Singles, good holidays are up to you

Holiday parties may hold potential dates.

It’s hard to say what is in greater supply this time of year: Happy couples or holiday fruitcakes. For those of us who are single, both can feel overly abundant — unless of course you’re a fan of dried fruits.

With the constant flurry of festive functions, now is when even the most seasoned singles, like myself, wish we were with someone. If for no other reason than to avoid those four frustrating words that pop up over and over during the holidays: “Are you seeing anyone?”

A recent survey of 2,350 singles found more than half said they would skip a holiday party, preferring a Silent Night at home to flying solo on the holiday party circuit.

But according to Nancy Kirsch, vice-president of It’s Just Lunch dating service, that kind of attitude only makes the holidays lonelier. The answer for those looking to meet someone is not to avoid holiday invitations, but instead to say “yes and thank you” to every one. “Even if the party was a dud the year before you should still go,” says Kirsch. “You just never know who you’ll meet (or where you’ll meet them).”

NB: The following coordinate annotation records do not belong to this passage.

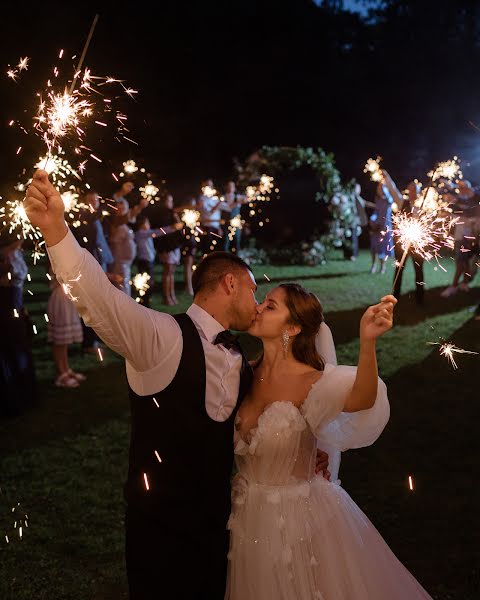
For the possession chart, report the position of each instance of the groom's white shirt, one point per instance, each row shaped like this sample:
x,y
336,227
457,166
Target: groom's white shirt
x,y
150,341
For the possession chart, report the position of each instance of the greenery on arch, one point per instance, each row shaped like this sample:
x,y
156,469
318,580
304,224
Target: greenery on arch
x,y
338,197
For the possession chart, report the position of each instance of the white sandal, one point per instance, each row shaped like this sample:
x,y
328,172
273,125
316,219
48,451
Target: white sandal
x,y
78,376
66,380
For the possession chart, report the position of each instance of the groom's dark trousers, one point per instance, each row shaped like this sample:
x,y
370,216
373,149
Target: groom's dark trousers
x,y
178,487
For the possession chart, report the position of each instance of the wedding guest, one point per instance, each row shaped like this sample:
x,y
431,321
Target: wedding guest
x,y
234,200
168,247
210,207
359,220
381,243
465,239
407,207
64,328
17,373
188,249
125,188
91,236
146,250
122,241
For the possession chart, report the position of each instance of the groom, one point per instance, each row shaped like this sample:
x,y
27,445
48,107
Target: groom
x,y
186,376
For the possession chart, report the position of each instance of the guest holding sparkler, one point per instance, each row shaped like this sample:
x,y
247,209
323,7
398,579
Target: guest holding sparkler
x,y
17,373
64,329
146,250
358,220
210,207
123,191
231,239
408,207
466,243
91,236
168,247
189,246
122,242
381,243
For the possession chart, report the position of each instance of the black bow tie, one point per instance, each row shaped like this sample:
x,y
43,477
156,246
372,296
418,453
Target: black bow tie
x,y
227,339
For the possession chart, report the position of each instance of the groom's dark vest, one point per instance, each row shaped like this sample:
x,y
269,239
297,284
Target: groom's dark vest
x,y
191,485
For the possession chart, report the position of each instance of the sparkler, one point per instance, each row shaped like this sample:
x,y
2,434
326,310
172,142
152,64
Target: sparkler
x,y
209,192
190,218
235,223
449,169
426,234
15,217
57,167
140,282
149,191
130,167
447,349
372,167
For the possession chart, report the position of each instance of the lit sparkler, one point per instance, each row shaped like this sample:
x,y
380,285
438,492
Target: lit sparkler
x,y
140,282
447,349
235,223
149,191
209,192
372,167
191,218
57,167
449,169
15,217
130,167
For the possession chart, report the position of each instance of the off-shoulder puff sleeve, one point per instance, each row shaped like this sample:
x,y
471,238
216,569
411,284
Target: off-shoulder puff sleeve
x,y
340,429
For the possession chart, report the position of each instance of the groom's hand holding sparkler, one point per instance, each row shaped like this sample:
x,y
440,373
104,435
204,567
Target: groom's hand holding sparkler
x,y
45,209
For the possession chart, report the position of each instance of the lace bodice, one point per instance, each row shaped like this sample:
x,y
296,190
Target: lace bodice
x,y
281,449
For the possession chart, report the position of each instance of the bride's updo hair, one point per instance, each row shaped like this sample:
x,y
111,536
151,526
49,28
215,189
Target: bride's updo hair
x,y
306,312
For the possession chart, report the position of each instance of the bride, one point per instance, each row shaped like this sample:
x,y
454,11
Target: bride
x,y
294,535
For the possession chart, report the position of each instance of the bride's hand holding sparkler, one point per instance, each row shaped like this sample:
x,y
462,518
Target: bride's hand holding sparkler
x,y
377,319
45,208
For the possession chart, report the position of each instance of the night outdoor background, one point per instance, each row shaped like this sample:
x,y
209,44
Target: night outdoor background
x,y
216,81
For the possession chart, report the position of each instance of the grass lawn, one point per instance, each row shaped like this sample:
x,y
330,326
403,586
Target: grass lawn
x,y
65,459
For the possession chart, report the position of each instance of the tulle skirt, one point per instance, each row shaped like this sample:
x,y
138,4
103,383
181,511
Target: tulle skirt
x,y
309,541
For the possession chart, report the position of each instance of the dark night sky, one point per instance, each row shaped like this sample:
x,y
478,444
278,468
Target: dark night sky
x,y
219,79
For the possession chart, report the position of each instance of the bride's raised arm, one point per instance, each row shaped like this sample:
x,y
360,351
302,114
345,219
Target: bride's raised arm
x,y
376,321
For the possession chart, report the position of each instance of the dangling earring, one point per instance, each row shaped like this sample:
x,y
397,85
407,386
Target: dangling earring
x,y
285,340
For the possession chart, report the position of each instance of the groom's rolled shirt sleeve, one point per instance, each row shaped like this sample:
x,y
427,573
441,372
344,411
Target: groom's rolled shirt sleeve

But just like gym class, attendance doesn’t count for much unless you decide to participate.

“Try to talk to three to five people you’ve never met before,” says Kirsch. “Even if they aren’t single, they might know someone who is.”

Kirsch recommends keeping the conversation light and easy with subjects like movies and holiday plans. Questions about work should only be used to break the ice, but shouldn’t dominate the conversation.

“When we’re nervous we tend to look all over the room and not always at the person we are talking to,” says Kirsch. “So remember to smile and make eye contact.”

Holiday parties aren’t the only place we can step outside our comfort zone to expand our dating pool.

“We all have patterns of where we go and what we do,” Kirsch says. “So why not try shaking things up a little?”

It could be as simple as going somewhere new to buy milk or inviting a work acquaintance out for a drink to make a new friend.

“I always say if you change your strategy you could change your status,” says Kirsch.

Failing that, you might just discover a place that sells less expensive milk.